ANÁLISE

Alexandre Garcia: 'Recria-se a possibilidade de conflito fundiário'

A Frente da Agropecuária decidiu derrubar os vetos do Presidente ao Projeto de Lei que regulamenta o marco temporal e trata de terras indígenas

Alexandre Garcia - A Frente da Agropecuária decidiu derrubar os vetos do Presidente ao Projeto de Lei que regulamenta o marco temporal e trata de terras indígenas, A Frente tem votos para isso, mas o Supremo pode derrubar a derrubada do veto. O presidente da República vetou a essência do projeto-de-lei aprovado pela Câmara e pelo Senado. O projeto reage à decisão do Supremo que considera inconstitucional parte do artigo 321 da Constituição. Os constituintes, eleitos pelo povo para fazer uma Constituição, trabalharam 20 meses e estabeleceram que "são reconhecidos aos índios…os direitos originários sobre as terras que tradicionalmente ocupam". Como aprendemos no ensino básico, ocupam está no presente do indicativo, portanto, são as terras que ocupam no dia da promulgação da Constituição. Se quisessem diferente, os constituintes escreveriam "que tenham ocupado" ou "que vierem a ocupar". Chamou-se aquela data —5/10/1988 — de marco temporal. 
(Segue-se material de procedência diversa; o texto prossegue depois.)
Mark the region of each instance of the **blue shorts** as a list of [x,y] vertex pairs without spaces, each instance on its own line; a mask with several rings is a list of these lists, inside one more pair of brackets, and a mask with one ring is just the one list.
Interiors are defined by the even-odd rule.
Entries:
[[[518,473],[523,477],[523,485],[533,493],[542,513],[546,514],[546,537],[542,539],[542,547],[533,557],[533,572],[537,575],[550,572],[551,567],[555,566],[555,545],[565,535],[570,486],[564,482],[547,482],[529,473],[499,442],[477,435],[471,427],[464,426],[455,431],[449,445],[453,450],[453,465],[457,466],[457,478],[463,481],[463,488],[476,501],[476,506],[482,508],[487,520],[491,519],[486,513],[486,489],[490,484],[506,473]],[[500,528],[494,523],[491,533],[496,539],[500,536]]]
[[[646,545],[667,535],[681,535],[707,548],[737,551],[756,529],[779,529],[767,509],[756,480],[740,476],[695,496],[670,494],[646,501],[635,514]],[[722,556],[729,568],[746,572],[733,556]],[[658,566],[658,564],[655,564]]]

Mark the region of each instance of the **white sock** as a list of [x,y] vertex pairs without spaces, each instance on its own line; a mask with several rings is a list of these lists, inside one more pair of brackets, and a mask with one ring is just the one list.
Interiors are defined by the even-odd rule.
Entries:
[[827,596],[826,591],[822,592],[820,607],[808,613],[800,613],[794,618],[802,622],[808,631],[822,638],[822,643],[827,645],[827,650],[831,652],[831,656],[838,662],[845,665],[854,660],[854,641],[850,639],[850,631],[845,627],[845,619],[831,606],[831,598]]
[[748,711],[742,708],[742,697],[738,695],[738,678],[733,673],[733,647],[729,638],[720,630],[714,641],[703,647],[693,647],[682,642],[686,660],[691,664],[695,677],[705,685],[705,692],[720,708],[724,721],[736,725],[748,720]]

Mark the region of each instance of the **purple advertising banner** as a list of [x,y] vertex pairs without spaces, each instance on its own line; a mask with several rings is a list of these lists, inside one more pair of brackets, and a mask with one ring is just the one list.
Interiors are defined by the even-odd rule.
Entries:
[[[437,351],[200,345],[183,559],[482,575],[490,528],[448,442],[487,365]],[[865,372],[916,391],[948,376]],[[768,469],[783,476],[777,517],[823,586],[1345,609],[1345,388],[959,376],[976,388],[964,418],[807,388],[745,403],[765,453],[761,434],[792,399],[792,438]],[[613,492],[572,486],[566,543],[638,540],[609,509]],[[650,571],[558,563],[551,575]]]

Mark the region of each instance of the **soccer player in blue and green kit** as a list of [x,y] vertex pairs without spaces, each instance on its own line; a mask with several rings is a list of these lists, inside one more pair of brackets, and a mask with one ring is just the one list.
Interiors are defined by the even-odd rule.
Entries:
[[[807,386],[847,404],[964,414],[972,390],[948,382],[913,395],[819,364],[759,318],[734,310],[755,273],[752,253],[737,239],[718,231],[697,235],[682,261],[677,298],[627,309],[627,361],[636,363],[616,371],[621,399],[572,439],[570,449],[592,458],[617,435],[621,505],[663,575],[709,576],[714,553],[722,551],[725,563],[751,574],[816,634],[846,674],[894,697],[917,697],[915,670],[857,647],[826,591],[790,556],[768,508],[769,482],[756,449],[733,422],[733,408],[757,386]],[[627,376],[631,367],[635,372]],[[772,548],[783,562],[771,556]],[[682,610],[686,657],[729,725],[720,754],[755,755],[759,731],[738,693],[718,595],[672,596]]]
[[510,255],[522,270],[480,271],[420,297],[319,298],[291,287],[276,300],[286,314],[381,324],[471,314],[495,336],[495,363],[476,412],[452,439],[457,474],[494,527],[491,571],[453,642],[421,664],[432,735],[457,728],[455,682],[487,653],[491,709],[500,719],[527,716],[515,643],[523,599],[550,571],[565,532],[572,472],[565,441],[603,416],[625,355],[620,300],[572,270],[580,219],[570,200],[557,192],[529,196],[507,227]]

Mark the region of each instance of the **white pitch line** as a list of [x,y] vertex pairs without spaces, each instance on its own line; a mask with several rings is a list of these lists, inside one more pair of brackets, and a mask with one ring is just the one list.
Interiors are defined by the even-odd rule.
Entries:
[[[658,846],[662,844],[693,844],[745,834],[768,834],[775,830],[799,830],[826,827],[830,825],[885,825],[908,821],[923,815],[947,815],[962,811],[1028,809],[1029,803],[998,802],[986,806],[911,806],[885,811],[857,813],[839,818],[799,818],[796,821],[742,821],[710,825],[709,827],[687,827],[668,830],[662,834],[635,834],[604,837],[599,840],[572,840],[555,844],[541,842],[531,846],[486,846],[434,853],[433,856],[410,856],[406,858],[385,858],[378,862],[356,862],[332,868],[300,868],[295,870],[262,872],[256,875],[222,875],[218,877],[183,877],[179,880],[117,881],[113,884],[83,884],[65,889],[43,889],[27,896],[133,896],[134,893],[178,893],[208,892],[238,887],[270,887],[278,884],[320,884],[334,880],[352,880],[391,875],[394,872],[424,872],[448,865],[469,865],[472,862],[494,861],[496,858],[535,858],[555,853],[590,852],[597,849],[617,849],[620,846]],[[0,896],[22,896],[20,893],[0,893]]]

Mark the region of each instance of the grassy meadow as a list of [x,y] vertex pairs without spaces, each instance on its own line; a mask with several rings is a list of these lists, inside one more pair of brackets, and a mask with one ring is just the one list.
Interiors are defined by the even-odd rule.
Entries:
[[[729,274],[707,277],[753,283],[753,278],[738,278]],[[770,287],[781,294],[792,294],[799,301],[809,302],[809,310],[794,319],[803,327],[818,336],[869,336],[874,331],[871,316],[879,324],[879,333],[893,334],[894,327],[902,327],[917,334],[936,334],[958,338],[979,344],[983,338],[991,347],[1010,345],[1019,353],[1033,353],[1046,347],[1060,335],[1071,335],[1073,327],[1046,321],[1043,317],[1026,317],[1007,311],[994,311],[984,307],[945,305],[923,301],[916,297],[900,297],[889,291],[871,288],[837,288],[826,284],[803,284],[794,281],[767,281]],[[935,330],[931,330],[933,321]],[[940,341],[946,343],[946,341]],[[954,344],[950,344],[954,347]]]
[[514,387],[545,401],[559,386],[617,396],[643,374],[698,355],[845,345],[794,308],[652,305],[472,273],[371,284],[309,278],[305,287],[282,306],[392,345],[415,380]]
A intenção dos constituintes era de decidir conflitos de terra com base na situação naquela data, estabelecendo-se uma segurança jurídica e sua consequente paz no campo. Essa intenção foi derrubada pelo Supremo e reerguida pelo projeto de lei que foi vetado pelo presidente. O efeito agora é o oposto do pretendido pelos constituintes de 1988: insegurança fundiária e risco de conflitos por todo o país. Não aprendemos com o passado. Domingo fez 111 anos que começou a Guerra do Contestado, em Santa Catarina e Paraná. 8 mil brasileiros mortos. Causa: insegurança fundiária. Senadores, perguntem ao seu colega Esperidião Amin o que aconteceu por lá.

Para derrubar veto, é preciso maioria absoluta, isto é, metade mais um da Câmara (257 votos) e do Senado (41 votos). A Frente da Agropecuária conta com 303 deputados e 51 senadores, mas os perdedores podem recorrer ao Supremo. Em 2015, Dilma vetou a lei do comprovante impresso do voto, mas 368 deputados e 56 senadores — 71% do Congresso — derrubaram o veto. No entanto, numa ação de inconstitucionalidade movida pela Procuradoria da República, o Supremo derrubou a decisão do Congresso reafirmada por 424 dos 594 congressistas. A Constituição põe o Legislativo em primeiro lugar, coerente com o fato de que o poder emana do povo, que o exerce por seus representantes. Agora o Congresso tem, de novo, votos para derrubar o veto. Mas já vimos o poder que emana do povo sendo anulado pelo Supremo.

Insegurança fundiária é insegurança social. A questão é delicadíssima. Sempre foi motivo de conflito. A Constituição estabeleceu a pacificação com um marco. Que eliminaria os motivos para agitação no campo. Agora, como se não bastassem os conflitos que agitam a Amazônia e o Rio de Janeiro, recria-se a possibilidade de conflito fundiário, num país com terra abundante para todos. A racionalidade, a percepção do país real, deveriam se sobrepor às meações ideológicas. A irracionalidade aposta no conflito.